Almost homeless in The Florida Project

Low-wage jobs don't stimulate communities. They just keep them afloat, transient, and in need of $38 motel rooms.

Halfway through The Florida Project, Sean Baker’s beautiful, melancholy, and inspiring new film, six-year-old Moonee takes her friend Jancey out into the swampy pastures of Kissimmee, Florida. Bewildered by seeing a herd of cattle, they bellow, “Mooo!!!” and giggle at the sound. “See, I took you on a safari,” Moonee says—another one of her accomplishments during her many unsupervised trips off the main highway. This momentary experience—much like the quilt of strangers that has brought them together—is authentic and inspiring and magical.

In other words, it is a fulfilling substitute for Animal Kingdom, the Disney attraction for which parents shell out so their kids might have the same kind of experience in a more contrived environment. Moonee (Brooklynn Prince), the film’s hero—or, more accurately, its princess—will never have the chance to compare the two experiences. She lives with her mother, Halley (Bria Vinaite), in the Magic Castle, a roadside, extended-stay motel that shelters similar families scraping to get by on the outskirts of Orlando. Halley struggles to find steady work along the strip, hustling tourists when she can and illegally selling cheap perfume outside country clubs.
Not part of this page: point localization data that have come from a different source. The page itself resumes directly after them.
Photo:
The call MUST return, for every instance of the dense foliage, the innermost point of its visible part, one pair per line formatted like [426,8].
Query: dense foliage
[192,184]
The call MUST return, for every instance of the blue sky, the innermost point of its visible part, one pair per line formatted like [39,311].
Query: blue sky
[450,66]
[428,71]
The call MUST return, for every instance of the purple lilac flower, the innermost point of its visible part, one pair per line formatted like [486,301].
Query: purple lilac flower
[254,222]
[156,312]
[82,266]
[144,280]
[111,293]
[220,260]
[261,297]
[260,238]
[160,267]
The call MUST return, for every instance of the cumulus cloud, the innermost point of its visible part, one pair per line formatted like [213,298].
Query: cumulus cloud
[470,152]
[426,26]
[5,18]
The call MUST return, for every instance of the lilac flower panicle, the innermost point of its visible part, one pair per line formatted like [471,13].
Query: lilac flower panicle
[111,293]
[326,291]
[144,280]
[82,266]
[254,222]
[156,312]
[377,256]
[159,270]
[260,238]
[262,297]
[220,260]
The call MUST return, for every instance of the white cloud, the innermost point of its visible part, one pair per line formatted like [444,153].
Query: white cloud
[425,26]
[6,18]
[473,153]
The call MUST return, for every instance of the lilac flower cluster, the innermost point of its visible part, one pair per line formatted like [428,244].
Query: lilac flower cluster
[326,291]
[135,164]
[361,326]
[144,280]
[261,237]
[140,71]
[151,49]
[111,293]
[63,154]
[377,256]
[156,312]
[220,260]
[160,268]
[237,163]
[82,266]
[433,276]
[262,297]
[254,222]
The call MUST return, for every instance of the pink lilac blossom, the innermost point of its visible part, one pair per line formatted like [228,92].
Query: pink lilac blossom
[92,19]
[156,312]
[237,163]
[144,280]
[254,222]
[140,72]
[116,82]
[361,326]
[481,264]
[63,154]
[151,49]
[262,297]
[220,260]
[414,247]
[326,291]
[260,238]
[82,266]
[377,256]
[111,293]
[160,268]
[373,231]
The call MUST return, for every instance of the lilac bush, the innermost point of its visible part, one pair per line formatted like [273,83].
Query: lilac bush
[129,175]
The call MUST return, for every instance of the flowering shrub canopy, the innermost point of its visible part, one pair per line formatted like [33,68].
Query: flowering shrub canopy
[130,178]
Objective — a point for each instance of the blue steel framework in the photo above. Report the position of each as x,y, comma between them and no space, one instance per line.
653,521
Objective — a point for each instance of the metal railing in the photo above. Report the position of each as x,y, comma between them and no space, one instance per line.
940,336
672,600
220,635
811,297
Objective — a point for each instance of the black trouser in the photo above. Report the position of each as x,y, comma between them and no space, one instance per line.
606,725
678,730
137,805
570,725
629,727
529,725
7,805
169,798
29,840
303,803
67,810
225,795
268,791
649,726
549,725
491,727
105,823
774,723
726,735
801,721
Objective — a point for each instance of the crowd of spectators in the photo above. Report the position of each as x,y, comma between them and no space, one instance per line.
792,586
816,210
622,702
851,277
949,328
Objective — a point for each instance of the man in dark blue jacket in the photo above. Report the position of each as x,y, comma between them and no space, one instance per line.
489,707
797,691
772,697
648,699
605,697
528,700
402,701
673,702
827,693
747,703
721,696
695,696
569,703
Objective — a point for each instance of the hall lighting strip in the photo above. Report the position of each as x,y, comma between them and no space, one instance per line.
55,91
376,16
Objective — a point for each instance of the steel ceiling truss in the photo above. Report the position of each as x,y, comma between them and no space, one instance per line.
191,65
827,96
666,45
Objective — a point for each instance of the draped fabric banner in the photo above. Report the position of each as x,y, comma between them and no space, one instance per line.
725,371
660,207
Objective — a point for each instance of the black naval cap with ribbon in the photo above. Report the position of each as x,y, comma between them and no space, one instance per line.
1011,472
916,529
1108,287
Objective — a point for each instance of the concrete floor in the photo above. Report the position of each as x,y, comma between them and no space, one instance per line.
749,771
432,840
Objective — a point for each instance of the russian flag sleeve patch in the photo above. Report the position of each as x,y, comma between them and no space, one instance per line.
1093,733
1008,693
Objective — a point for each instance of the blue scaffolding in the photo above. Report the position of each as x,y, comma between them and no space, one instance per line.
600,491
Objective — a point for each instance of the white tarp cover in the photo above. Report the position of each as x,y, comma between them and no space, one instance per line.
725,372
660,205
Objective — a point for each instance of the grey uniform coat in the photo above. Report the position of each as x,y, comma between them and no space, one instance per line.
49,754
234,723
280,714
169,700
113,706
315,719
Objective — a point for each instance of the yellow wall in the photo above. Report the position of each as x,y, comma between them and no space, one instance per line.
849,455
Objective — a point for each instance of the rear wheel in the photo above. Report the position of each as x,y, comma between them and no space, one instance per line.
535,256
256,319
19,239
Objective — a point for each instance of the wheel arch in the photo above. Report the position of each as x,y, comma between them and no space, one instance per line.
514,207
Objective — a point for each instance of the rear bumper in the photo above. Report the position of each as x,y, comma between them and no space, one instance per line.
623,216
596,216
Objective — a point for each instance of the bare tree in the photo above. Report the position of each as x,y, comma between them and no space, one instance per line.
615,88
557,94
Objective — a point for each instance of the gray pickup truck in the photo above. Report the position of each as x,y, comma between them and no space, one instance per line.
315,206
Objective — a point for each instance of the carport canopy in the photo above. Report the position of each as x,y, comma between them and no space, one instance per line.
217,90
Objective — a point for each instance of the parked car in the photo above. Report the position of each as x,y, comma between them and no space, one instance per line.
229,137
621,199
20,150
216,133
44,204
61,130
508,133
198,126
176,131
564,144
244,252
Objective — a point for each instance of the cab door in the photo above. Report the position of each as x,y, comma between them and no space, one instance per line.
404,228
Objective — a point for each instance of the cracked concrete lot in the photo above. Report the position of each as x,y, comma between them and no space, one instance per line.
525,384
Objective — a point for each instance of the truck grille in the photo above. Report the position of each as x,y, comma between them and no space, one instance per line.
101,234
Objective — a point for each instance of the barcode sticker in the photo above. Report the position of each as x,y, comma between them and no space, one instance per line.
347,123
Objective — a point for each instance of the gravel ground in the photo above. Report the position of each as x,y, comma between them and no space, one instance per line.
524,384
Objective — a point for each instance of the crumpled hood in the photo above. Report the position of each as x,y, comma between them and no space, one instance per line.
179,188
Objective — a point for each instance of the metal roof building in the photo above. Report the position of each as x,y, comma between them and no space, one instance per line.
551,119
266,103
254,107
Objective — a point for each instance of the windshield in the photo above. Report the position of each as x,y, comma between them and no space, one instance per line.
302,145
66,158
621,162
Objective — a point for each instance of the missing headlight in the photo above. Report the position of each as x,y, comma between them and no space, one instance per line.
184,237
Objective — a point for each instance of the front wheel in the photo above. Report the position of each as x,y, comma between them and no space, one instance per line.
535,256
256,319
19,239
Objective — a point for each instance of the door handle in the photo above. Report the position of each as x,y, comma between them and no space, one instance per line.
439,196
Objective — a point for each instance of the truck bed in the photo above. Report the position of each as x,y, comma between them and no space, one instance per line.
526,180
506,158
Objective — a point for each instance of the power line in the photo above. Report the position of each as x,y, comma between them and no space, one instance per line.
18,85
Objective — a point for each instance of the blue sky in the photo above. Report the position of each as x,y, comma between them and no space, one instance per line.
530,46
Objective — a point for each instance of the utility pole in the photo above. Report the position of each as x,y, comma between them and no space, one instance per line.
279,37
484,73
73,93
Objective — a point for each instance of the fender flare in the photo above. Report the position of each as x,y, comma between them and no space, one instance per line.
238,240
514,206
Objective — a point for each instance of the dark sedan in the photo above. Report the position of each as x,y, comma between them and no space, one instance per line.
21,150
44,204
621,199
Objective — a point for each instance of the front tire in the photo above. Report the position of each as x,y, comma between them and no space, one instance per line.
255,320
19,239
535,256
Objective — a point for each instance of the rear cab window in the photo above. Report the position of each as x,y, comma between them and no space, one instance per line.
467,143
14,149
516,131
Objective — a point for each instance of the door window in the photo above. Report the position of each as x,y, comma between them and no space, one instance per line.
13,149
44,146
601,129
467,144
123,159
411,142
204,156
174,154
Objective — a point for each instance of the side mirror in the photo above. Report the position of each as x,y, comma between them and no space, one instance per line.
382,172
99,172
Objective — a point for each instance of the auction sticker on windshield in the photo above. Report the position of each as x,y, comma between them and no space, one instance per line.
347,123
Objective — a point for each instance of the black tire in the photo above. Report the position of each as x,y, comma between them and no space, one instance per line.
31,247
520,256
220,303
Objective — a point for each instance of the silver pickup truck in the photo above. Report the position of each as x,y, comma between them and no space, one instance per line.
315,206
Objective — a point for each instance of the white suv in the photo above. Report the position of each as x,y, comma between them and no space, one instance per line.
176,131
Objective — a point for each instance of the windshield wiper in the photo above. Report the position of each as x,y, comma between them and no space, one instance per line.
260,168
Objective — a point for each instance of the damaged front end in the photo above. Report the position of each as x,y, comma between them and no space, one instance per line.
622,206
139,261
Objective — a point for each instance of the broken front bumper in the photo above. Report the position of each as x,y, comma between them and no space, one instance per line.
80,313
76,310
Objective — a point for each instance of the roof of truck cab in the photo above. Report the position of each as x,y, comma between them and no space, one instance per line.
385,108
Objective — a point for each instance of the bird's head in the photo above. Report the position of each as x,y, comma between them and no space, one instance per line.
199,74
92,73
Un­attended and independent, Moonee takes pleasure in back-alley fun: spitting on cars, wandering through abandoned, candy-colored housing projects, and asking visitors for ice cream money.

Moonee and her mother represent a rarely portrayed population living in poverty—the almost-homeless. Baker’s film, which he cowrote with Chris Ber­goch, resists condescension or pity, and refuses to cast people as heroes or villains.